The metabolism of alcohols is well known. The free alcohols can either be esterified to form wax esters which are similar to triglycerides or they can be metabolized to fatty acids in a two-step enzymatic process by alcohol dehydrogenase (ADH) and aldehyde dehydrogenase (ALDH) using NAD+ as coenzyme as shown in the fish gourami (Trichogaster cosby) (Sand et al., 1973). The responsible enzymes ADH and ALDH are present in a large number of animals, plants and microorganisms (Sund & Theorell, 1963; Yoshida et al., 1997). They were found among others in the zebrafish (Reimers et al., 2004; Lassen et al., 2005), carp and rainbow trout (Nilsson, 1988; Nilsson, 1990). The metabolism of alcohols was also investigated in the zebrafish Danio rerio, which is a standard organism in aquatic ecotoxicology. Two cDNAs encoding zebrafish ADHs were isolated and characterized. A specific metabolic activity was shown in in-vitro assays with various alcohol components ranging from C4 to C8. The corresponding aldehyde can be further oxidized to the fatty acid catalyzed by an ALDH. Among ALDHs, the ALDH2 located in the mitochondria is the most efficient. The ALDH2 cDNA of the zebrafish was cloned and a similarity of 75% to mammalian ALDH2 enzymes was found. Moreover, ALDH2 from zebra fish exhibits a similar catalytic activity for the oxidation of acetaldehyde to acetic acid compared to the human ALDH2 protein (Reimers at al., 2004). The same metabolic pathway was shown for longer chain alcohols like stearyl- and oleyl alcohol which were enzymatically converted to its corresponding acid in the intestines (Calbert et al., 1951; Sand et al., 1973; Sieber et al., 1974). Branched alcohols show a high degree of similarity in biotransformation compared to linear alcohols. They will be oxidized to the corresponding carboxylic acid followed by the ß-oxidation as well. The presence of a side chain does not terminate the ß-oxidation process (OECD, 2006).

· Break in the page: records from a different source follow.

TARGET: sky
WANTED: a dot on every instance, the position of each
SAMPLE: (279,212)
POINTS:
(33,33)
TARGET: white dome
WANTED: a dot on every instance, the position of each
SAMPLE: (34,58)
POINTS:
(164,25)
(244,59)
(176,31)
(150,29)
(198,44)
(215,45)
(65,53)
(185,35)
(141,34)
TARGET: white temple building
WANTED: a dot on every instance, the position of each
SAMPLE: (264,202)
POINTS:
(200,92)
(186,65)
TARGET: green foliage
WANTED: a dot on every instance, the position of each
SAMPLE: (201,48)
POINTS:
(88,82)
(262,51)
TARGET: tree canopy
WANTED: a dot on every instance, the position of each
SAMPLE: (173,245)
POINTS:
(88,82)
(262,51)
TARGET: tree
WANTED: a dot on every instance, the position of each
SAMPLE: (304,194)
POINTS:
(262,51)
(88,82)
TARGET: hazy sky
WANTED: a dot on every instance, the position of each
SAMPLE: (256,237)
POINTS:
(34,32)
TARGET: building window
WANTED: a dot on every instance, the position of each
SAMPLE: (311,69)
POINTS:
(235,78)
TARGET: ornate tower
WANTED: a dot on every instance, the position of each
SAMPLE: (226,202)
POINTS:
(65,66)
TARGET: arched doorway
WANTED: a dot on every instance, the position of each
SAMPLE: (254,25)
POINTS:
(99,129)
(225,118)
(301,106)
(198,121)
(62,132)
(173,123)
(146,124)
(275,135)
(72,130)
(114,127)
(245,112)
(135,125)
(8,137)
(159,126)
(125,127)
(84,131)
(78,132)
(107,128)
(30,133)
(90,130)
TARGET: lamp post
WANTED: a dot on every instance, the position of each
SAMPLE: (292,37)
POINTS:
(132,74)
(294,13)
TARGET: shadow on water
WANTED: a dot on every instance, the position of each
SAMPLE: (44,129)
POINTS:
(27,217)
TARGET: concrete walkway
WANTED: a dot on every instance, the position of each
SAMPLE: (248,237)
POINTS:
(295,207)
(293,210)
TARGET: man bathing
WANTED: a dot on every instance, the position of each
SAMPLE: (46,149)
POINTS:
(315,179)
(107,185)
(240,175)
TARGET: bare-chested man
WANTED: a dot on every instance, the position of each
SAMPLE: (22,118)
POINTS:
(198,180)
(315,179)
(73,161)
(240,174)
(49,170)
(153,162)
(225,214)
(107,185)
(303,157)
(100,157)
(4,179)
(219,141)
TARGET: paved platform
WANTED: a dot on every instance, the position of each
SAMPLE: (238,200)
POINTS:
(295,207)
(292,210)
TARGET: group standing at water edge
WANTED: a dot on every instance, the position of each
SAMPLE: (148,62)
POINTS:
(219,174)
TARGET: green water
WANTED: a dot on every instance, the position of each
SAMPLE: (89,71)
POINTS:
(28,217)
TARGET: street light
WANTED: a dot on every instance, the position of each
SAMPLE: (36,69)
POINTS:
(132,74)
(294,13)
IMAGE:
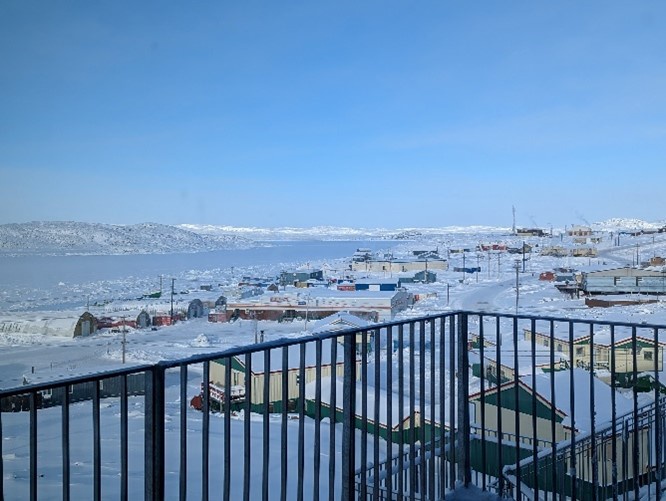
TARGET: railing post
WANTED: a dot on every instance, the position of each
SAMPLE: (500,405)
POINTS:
(348,419)
(463,424)
(154,433)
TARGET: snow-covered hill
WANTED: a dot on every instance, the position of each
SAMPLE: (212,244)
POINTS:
(337,233)
(67,237)
(627,224)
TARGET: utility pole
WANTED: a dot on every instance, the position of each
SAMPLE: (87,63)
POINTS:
(173,281)
(513,226)
(124,341)
(478,266)
(517,267)
(638,261)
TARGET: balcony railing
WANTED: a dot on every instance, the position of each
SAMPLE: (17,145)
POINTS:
(398,411)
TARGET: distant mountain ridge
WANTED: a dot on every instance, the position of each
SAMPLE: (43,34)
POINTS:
(336,232)
(626,224)
(69,237)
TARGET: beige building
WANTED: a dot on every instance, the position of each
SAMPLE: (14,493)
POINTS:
(275,377)
(622,350)
(390,266)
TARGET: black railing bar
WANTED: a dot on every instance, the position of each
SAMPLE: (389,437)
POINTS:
(333,419)
(182,483)
(572,365)
(482,369)
(553,404)
(284,467)
(422,395)
(442,399)
(247,409)
(453,347)
(517,400)
(534,406)
(433,429)
(401,404)
(266,429)
(279,343)
(613,419)
(226,461)
(364,411)
(635,451)
(154,453)
(376,350)
(498,345)
(2,465)
(65,429)
(412,409)
(205,432)
(301,419)
(595,458)
(317,419)
(97,444)
(389,400)
(33,447)
(657,416)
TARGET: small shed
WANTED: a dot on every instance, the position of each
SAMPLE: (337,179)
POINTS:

The influence of biotransformation on bioaccumulation of alcohols was confirmed in GLP studies with the rainbow trout (according to OECD 305) with commercial branched alcohols with chain lengths of C10, C12 and C13 (de Wolf & Parkerton, 1999). This study resulted in an experimental BCF of 16, 29 and 30, respectively for the three alcohols tested. The 2-fold increase of BCF for C12 and C13 alcohol was explained with a possible saturation of the enzyme system leading to a decreased elimination.

Fatty acids

The metabolism of fatty acids in mammals is well known and has been investigated intensively in the past (Stryer, 1994). The free fatty acids can either be stored as triglycerides or oxidized via mitochondrial ß-oxidation removing C2-units to provide energy in the form of ATP (Masoro, 1977). Acetyl-CoA, the product of the ß-oxidation, can further be oxidized in the tricarboxylic acid cycle to produce energy in the form of ATP. As fatty acids are naturally stored as triglycerides in fat tissue and re-mobilized for energy production it can be concluded that even if they bioaccumulate, bioaccumulation will not pose a risk to living organisms. Fatty acids (typically C14 to C24 chain lengths) are also a major component of biological membranes as part of the phospholipid bilayer and therefore part of an essential biological component for the integrity of cells in every living organism (Stryer, 1994). Saturated fatty acids (SFA; C12 - C24) as well as mono-unsaturated (MUFA; C14 - C24) and poly-unsaturated fatty acids (PUFA; C18 - C22) are naturally present in muscle tissue of the rainbow trout (Danabas, 2011) and in the liver (SFA: C14 - C20; MUFA: C16 - C20; PUFA: C18 - C22) of the rainbow trout (Dernekbasi, 2012).

Conclusion

The biochemical process metabolizing aliphatic esters is ubiquitous in the animal kingdom. Based on the enzymatic hydrolysis of aliphatic esters and the subsequent metabolism of the corresponding carboxylic acid and alcohol, it can be concluded that the high log Kow, which indicates a potential for bioaccumulation, overestimates the true bioaccumulation potential of lauryl nonanoate (CAS 17671-26-0) since it does not reflect the metabolism of substances in living organisms. Taking all this information into account, it can be concluded that the bioaccumulation potential of lauryl nonanoate (CAS 17671-26-0) is low.

A detailed reference list is provided in the technical dossier (see IUCLID, section 13) and the CSR.